Improve FDB reliability when localities are misconfigured and later corrected
If a storage server (SS) does not have a valid locality due to misconfiguration, the replication policy can select replicas that do not satisfy the policy. For example, in three_data_hall mode, if a server is not configured with data_hall locality, the selectReplicas() may create a server team whose size is not equal to the replica factor.
Another issue is that a SS may be chosen as the preferred server and feed into selectReplicas(), although having the SS will never create a valid team.

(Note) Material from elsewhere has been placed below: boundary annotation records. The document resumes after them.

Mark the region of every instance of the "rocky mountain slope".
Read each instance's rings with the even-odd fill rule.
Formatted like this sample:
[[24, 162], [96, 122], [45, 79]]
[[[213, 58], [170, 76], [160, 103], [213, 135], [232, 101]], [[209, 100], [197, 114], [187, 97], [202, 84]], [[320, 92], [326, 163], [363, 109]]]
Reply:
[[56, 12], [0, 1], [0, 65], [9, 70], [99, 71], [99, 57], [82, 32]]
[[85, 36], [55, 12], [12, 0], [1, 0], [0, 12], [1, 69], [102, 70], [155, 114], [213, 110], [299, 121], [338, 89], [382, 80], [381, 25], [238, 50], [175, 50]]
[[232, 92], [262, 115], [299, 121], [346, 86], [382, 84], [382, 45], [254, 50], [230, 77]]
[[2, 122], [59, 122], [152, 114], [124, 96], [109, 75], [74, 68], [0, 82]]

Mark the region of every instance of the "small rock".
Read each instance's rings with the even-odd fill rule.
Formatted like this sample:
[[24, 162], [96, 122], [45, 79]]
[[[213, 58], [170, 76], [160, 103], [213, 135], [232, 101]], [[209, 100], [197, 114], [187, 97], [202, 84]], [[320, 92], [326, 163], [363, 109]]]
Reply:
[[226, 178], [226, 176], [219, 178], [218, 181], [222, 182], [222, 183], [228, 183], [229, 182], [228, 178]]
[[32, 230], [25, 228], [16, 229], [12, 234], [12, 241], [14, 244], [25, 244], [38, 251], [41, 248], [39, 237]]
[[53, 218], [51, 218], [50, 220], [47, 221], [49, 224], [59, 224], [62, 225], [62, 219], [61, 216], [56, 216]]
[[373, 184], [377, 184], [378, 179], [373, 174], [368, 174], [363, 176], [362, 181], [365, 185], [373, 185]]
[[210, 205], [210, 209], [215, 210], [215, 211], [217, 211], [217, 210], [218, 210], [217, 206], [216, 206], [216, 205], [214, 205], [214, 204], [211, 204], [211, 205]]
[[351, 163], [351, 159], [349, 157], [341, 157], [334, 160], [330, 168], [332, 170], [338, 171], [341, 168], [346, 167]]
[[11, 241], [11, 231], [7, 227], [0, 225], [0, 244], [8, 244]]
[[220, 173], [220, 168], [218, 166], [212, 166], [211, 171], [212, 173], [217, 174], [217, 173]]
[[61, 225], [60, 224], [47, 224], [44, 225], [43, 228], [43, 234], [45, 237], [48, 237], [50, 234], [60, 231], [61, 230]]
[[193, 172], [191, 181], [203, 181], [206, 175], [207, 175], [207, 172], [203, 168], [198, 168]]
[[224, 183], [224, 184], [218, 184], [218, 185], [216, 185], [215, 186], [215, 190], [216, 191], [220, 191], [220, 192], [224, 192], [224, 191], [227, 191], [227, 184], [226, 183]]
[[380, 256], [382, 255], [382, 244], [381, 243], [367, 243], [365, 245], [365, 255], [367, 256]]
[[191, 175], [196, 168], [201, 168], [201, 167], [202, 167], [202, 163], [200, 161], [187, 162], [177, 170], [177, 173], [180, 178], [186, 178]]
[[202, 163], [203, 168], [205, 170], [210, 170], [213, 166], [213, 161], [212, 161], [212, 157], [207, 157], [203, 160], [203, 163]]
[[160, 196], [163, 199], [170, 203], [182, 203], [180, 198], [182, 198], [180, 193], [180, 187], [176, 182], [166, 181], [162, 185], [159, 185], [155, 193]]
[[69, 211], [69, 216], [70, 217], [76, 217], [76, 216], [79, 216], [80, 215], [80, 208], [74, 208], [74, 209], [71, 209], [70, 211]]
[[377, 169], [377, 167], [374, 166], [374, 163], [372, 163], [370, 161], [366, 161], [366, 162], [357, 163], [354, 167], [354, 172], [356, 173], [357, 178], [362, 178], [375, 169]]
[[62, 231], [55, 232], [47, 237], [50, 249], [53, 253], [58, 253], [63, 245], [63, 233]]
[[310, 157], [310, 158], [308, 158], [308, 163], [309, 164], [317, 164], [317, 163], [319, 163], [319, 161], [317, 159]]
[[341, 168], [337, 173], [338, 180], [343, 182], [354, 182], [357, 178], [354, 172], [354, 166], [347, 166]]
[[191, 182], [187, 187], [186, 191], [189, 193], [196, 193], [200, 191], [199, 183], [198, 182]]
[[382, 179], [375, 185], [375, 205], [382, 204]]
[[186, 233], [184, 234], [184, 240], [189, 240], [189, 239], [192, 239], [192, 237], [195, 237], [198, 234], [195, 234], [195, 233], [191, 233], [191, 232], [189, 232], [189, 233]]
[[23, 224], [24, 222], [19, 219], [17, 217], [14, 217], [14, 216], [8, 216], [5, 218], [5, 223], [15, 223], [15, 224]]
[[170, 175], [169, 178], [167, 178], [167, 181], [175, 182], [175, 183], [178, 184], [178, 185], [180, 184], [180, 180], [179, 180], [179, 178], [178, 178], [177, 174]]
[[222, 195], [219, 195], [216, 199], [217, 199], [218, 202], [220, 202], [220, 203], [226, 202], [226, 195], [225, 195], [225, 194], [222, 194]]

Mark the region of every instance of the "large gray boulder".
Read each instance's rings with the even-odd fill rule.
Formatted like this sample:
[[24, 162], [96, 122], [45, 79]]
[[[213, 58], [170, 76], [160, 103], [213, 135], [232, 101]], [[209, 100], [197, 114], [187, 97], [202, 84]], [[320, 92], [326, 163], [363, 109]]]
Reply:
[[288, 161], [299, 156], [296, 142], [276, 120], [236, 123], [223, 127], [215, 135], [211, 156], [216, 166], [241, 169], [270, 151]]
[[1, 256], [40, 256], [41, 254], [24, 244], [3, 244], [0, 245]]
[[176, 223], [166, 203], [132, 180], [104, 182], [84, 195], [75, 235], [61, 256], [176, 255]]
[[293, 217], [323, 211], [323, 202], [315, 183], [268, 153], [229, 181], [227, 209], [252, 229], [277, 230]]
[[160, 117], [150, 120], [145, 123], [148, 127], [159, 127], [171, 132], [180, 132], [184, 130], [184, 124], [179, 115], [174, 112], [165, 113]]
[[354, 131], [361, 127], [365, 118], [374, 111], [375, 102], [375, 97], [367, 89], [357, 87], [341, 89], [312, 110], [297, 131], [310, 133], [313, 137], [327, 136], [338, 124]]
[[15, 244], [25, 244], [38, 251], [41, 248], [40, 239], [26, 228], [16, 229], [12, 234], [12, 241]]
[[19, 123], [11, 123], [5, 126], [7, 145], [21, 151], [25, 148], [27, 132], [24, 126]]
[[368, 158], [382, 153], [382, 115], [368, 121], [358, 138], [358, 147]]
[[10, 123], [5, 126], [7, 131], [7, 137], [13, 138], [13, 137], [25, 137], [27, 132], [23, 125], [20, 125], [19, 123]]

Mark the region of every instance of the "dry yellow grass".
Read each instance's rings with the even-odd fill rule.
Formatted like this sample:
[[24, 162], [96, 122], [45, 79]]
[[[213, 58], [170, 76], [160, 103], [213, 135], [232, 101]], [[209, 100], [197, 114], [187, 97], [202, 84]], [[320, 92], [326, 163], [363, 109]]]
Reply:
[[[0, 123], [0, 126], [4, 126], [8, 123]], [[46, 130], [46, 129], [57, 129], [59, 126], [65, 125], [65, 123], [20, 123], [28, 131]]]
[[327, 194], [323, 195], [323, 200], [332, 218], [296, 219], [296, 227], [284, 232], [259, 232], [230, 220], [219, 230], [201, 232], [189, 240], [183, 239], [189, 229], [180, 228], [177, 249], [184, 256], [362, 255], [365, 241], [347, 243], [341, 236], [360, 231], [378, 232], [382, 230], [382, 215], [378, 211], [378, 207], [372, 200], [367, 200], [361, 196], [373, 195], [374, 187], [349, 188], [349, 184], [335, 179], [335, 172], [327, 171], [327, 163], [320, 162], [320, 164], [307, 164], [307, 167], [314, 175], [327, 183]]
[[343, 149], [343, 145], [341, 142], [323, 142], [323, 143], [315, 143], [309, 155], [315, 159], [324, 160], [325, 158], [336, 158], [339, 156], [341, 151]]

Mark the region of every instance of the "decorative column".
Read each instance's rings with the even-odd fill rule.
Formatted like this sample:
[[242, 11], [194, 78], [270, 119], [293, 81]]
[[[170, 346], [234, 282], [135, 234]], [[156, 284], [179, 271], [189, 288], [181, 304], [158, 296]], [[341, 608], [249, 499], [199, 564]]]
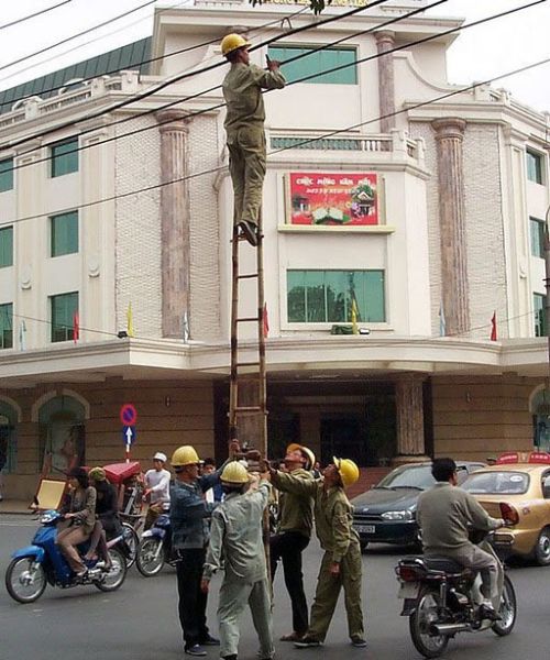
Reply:
[[[394, 85], [394, 56], [383, 55], [395, 47], [395, 33], [382, 31], [375, 33], [378, 48], [378, 96], [381, 113], [381, 132], [389, 133], [395, 128], [395, 85]], [[387, 117], [391, 114], [392, 117]]]
[[[161, 241], [163, 337], [183, 338], [184, 315], [189, 318], [189, 191], [186, 180], [187, 113], [156, 113], [161, 132]], [[175, 182], [170, 184], [169, 182]]]
[[432, 127], [438, 144], [441, 295], [447, 334], [452, 336], [470, 329], [462, 176], [462, 142], [466, 122], [454, 118], [437, 119]]
[[397, 457], [393, 463], [426, 461], [422, 378], [403, 375], [395, 383]]

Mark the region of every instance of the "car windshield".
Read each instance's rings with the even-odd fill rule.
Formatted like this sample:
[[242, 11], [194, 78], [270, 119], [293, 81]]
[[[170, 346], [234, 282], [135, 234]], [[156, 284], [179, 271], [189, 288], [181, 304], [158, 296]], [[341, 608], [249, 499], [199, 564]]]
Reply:
[[431, 476], [431, 465], [397, 468], [387, 474], [377, 488], [420, 488], [425, 491], [436, 483]]
[[462, 487], [473, 494], [520, 495], [529, 487], [529, 475], [525, 472], [475, 472]]

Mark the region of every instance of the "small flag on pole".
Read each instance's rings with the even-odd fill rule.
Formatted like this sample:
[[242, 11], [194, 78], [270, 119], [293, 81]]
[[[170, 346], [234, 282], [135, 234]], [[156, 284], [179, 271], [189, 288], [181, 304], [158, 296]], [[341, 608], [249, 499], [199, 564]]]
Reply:
[[447, 336], [446, 312], [443, 310], [443, 300], [439, 304], [439, 337]]
[[270, 319], [267, 318], [267, 302], [264, 302], [264, 311], [262, 314], [262, 322], [264, 327], [264, 338], [270, 334]]
[[497, 341], [497, 337], [496, 337], [496, 310], [493, 312], [493, 318], [491, 319], [491, 341]]
[[351, 300], [351, 331], [353, 332], [353, 334], [359, 334], [358, 302], [355, 300], [355, 296], [353, 296]]
[[189, 332], [189, 319], [187, 318], [187, 311], [184, 311], [184, 319], [182, 322], [182, 333], [184, 336], [184, 343], [189, 341], [190, 332]]
[[73, 341], [76, 343], [80, 339], [80, 318], [78, 311], [73, 312]]
[[26, 323], [24, 319], [19, 323], [19, 348], [21, 351], [26, 350]]
[[127, 334], [128, 337], [134, 336], [134, 316], [132, 314], [132, 304], [129, 302], [127, 309]]

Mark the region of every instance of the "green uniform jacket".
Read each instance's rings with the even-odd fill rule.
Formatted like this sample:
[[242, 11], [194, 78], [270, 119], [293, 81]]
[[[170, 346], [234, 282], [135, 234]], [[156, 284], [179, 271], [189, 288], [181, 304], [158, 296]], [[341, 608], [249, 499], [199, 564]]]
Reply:
[[285, 76], [266, 72], [254, 64], [231, 65], [223, 79], [223, 98], [228, 107], [226, 131], [235, 133], [242, 128], [264, 128], [265, 108], [262, 89], [283, 89]]
[[[293, 470], [290, 474], [307, 482], [314, 481], [311, 472], [304, 468]], [[295, 493], [283, 493], [279, 507], [279, 531], [299, 531], [309, 539], [314, 528], [314, 499]]]
[[342, 488], [324, 491], [322, 480], [306, 481], [299, 476], [277, 472], [272, 483], [279, 491], [314, 498], [315, 527], [321, 548], [332, 553], [340, 563], [350, 546], [359, 548], [359, 536], [352, 527], [352, 506]]

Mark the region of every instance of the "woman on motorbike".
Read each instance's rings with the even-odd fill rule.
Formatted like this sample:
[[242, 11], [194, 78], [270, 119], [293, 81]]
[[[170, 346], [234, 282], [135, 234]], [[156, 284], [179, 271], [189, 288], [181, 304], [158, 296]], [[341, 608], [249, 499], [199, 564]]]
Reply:
[[82, 578], [87, 569], [76, 546], [89, 539], [96, 524], [97, 493], [96, 488], [89, 485], [86, 470], [73, 468], [67, 476], [70, 492], [67, 504], [62, 507], [61, 513], [69, 521], [69, 525], [57, 535], [55, 542], [65, 554], [67, 563], [76, 576]]

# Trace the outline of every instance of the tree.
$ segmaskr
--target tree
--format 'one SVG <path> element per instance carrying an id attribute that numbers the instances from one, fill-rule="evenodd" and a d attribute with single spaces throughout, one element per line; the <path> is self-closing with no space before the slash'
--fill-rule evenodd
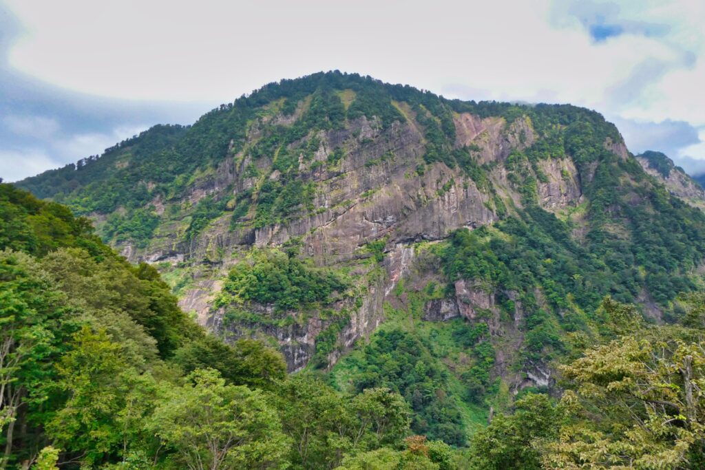
<path id="1" fill-rule="evenodd" d="M 545 395 L 529 394 L 511 416 L 498 415 L 472 438 L 472 462 L 478 470 L 539 470 L 534 443 L 551 438 L 561 410 Z"/>
<path id="2" fill-rule="evenodd" d="M 262 392 L 226 385 L 213 369 L 168 387 L 149 426 L 173 452 L 174 468 L 284 469 L 288 443 Z"/>
<path id="3" fill-rule="evenodd" d="M 398 393 L 388 388 L 368 388 L 352 402 L 357 418 L 352 445 L 367 440 L 366 448 L 394 444 L 409 432 L 409 407 Z"/>
<path id="4" fill-rule="evenodd" d="M 573 419 L 544 447 L 545 468 L 681 469 L 702 458 L 705 349 L 660 327 L 589 350 L 562 368 Z"/>
<path id="5" fill-rule="evenodd" d="M 84 326 L 75 333 L 70 351 L 57 365 L 54 385 L 66 396 L 63 405 L 47 423 L 47 433 L 62 449 L 83 454 L 94 465 L 125 447 L 123 429 L 116 417 L 124 407 L 122 385 L 130 368 L 121 346 L 104 330 Z"/>
<path id="6" fill-rule="evenodd" d="M 0 252 L 0 429 L 5 435 L 2 465 L 13 452 L 20 405 L 34 413 L 47 400 L 53 361 L 76 326 L 76 311 L 29 256 Z"/>

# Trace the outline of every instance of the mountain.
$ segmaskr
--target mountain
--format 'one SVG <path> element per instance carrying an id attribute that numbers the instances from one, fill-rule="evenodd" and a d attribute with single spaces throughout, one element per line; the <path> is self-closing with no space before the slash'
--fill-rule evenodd
<path id="1" fill-rule="evenodd" d="M 644 170 L 657 178 L 670 192 L 688 204 L 705 209 L 705 191 L 700 183 L 676 166 L 673 161 L 660 151 L 645 151 L 637 156 Z"/>
<path id="2" fill-rule="evenodd" d="M 226 342 L 398 390 L 415 432 L 462 445 L 508 397 L 556 390 L 606 296 L 661 324 L 702 285 L 700 190 L 649 155 L 587 109 L 331 72 L 17 185 L 90 217 Z"/>

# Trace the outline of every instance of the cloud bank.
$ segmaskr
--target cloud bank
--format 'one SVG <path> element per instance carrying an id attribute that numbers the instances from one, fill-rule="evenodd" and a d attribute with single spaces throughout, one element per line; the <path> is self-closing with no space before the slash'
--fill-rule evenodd
<path id="1" fill-rule="evenodd" d="M 705 160 L 705 2 L 7 0 L 4 11 L 0 163 L 36 159 L 14 178 L 85 156 L 74 152 L 118 129 L 188 123 L 264 83 L 333 69 L 449 97 L 584 106 L 632 151 Z"/>

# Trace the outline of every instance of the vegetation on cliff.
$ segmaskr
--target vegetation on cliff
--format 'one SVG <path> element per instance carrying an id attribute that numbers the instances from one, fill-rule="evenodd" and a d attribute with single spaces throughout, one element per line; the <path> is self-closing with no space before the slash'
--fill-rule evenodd
<path id="1" fill-rule="evenodd" d="M 20 185 L 8 466 L 702 464 L 705 216 L 597 113 L 315 74 Z"/>

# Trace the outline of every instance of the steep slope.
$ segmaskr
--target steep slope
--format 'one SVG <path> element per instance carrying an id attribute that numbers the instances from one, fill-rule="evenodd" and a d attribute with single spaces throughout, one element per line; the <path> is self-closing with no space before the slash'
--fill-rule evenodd
<path id="1" fill-rule="evenodd" d="M 270 84 L 19 185 L 154 264 L 226 340 L 268 338 L 290 370 L 337 362 L 341 388 L 385 383 L 410 402 L 445 390 L 450 428 L 503 389 L 551 386 L 551 361 L 590 340 L 605 295 L 654 322 L 678 315 L 705 256 L 705 216 L 595 112 L 338 73 Z M 383 322 L 384 346 L 338 361 Z M 389 383 L 379 359 L 397 353 L 441 375 Z M 419 416 L 441 406 L 428 400 Z"/>
<path id="2" fill-rule="evenodd" d="M 660 151 L 652 151 L 636 158 L 644 170 L 662 183 L 668 191 L 695 207 L 705 209 L 705 190 L 673 160 Z"/>

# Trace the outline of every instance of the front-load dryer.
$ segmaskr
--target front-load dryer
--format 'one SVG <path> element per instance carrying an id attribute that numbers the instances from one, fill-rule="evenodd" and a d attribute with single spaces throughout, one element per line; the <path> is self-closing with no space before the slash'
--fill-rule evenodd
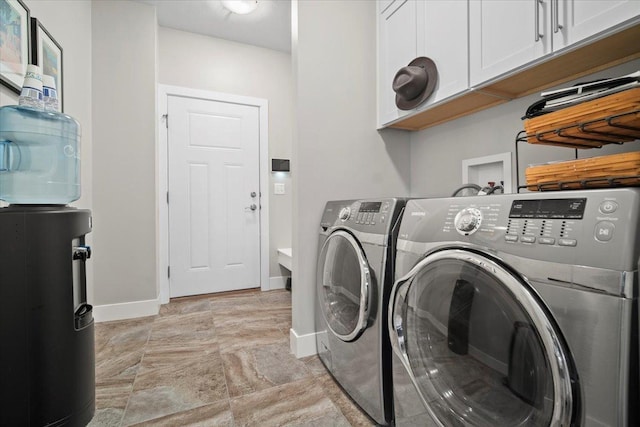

For example, in three_data_center mode, if a DC has only one server and the server is chosen as the must-have one for a team. selectReplicas() will not be able to create such a team. addTeamsBest() may get stuck there.
Although this only happens in misconfiguration, DD should better prevent itself from the problem using the following solution:
- If a SS does not have a valid locality configuration under a replication policy, it should not be used in building teams -- it should be treated as always unhealthy. It should also create a trace event to notify the system operator;
- We should add test cases in simulation to cover these situations:
three_data_hallmode, andthree_data_centermode.
This issue turns out to be a bigger issue. It has the following items:
- [ ] Fixing DD's misconfigured locality issue;
- [ ] Adding the simulation test for the misconfigured locality issue;
- [ ] Fixing tLog's misconfigured locality issue;
- [ ] Reducing the latency of recovery from misconfigured locality issue;
- [ ] Report the addresses of misconfigured localities in fdbcli status;
---Long-term problem to solve---
- [ ] Ensure misconfigure a process will not make a live cluster unavailable, even temporarily. The above only ensures cluster will be alive eventually, but it may not guarantee the cluster will not experience blip.
I also think we should consider adding something to report the presence of processes with misconfigured locality in status. Otherwise it may not be obvious that something isn't quite right.
DD:Defend DD from misconfigured locality of servers -- Part 2 #2110 was closed as the work has been dropped for a while and won't be making it into 7.0, but we should still consider resuming this work for 7.1.